If there was a holy trinity for AP study sites, Quizlet would most certainly be in it. Its easy to use interface, combined with its multi-purpose functionality, helps students of all different learning styles in endless subject areas. However, it can sometimes be challenging to find the best vocab sets.
Fiveable’s AP Stats teachers & students have compiled the best quizlet study decks for each unit. The AP Stats exam is very concept heavy, so make sure you take the time to learn these terms.
Catch a live review or watch a replay for AP Stats on Fiveable’s AP Stats hub!

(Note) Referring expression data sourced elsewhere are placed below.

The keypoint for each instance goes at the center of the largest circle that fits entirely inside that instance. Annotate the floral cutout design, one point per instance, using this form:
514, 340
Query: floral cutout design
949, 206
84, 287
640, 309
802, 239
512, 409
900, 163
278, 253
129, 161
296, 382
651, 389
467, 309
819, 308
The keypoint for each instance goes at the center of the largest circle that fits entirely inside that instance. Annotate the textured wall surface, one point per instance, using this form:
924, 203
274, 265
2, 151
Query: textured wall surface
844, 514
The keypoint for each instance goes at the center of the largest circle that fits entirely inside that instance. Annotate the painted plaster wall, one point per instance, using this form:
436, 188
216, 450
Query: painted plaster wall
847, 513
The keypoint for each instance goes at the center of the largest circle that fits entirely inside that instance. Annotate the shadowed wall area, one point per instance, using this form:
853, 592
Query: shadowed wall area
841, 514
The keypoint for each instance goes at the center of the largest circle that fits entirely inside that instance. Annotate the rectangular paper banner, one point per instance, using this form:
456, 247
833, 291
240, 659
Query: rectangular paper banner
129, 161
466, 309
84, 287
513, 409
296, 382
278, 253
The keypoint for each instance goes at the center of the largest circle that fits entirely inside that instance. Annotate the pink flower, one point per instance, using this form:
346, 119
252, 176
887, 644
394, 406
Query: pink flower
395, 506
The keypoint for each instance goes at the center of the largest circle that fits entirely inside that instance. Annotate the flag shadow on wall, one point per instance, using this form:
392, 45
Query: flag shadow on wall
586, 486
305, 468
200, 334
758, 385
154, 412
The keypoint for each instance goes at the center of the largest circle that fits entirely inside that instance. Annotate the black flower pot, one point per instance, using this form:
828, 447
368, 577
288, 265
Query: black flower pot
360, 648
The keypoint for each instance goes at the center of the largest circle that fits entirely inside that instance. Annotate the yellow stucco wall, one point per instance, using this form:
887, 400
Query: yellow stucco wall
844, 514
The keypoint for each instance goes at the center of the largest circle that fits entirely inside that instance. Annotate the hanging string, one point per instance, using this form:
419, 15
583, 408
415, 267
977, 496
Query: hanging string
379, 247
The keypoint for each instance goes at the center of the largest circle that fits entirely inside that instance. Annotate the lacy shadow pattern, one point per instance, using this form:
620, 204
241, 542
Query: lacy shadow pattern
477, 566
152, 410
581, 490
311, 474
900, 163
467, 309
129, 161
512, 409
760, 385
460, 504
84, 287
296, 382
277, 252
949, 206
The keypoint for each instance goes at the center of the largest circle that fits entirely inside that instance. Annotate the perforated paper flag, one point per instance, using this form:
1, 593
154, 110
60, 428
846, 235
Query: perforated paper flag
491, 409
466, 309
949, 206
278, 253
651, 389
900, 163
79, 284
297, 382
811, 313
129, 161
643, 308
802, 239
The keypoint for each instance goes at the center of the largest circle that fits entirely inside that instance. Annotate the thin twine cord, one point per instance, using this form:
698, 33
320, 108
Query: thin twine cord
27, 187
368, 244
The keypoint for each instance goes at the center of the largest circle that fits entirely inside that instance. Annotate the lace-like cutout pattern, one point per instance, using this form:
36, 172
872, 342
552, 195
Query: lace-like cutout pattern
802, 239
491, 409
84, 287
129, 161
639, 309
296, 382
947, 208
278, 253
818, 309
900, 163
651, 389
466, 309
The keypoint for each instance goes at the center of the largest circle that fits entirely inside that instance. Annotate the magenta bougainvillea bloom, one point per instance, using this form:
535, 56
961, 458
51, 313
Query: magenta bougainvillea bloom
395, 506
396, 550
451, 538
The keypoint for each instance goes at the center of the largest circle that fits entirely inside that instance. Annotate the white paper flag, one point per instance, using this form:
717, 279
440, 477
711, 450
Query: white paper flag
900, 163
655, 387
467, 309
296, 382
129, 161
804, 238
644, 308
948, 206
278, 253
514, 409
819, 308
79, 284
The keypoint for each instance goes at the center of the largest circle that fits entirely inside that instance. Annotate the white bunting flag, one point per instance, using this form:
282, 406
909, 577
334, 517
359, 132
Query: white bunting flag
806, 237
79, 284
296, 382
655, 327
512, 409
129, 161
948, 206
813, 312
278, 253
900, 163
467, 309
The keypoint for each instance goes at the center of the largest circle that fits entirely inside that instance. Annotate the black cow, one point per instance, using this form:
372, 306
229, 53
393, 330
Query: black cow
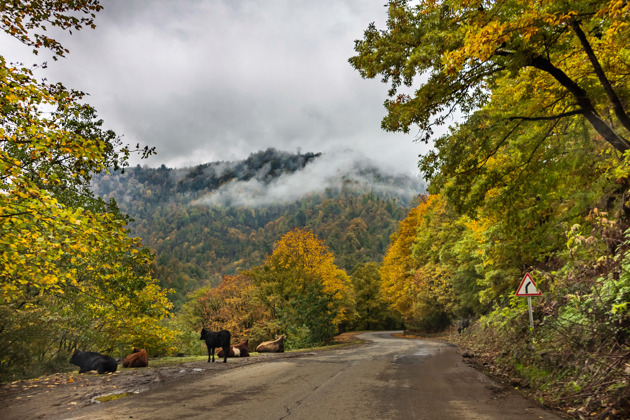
216, 339
89, 360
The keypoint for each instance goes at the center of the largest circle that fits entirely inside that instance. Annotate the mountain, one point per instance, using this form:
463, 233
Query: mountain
218, 218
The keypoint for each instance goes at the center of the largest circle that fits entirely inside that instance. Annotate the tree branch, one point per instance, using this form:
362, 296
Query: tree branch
583, 101
610, 92
551, 117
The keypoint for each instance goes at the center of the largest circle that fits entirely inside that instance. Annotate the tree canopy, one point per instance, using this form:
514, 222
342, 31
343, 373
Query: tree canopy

Unit 1 includes the roots of statistics, and it is very important to get these concepts down and memorized. In this unit, you will distinguish between categorical and quantitative data, describe and compare distributions, and begin to learn about normal distributions.
Key Terms:
Categorical Variable – Record which of several groups an individual belongs to
Quantitative Variable – Taking numerical values for future calculations of sorting
Describing a Distribution (SOCS) MUST include:
Shape – uniform/skew/peaks in context (symmetric, skewed left/right, unimodal/bimodal)
Outliers – mention outliers in context
Center – mean or median in context
Spread – range/standard deviation/IQR in context
Bar Graphs, Two-way Tables, Histograms, Stemplots, Dotplots, Box plots – All methods of representing Data. It is good to know how to read information off of each of these.
5 Number Summary – Minimum, Quartile 1, Median, Quartile 3, Maximum
The Empirical Rule – Tells us that if we all behave normally then about 68% of the values fall within 1 standard deviation of the mean, about 95% of the values fall within 2 standard deviations of the mean, and about 99.7%—almost all—of the values fall within 3 standard deviations of the mean.
Z-Score – z = x - x̄ / s
Unit 2 is an expansion of Unit 1. It builds on the relationships between two categorical or quantitative variables and how to argue about the strength between the two. This unit includes a lot of set interpretations of the different components of an LSRL which are very important to remember.
Key Terms:
Scatterplots – A way to organize data. On the x-axis is the explanatory (independent) variable and on the y-axis is the response (dependent) variable.
Form – linear or curved
Direction – positive or negative correlation
Strength – depends on the correlation coefficient; could be weak, moderate, or strong.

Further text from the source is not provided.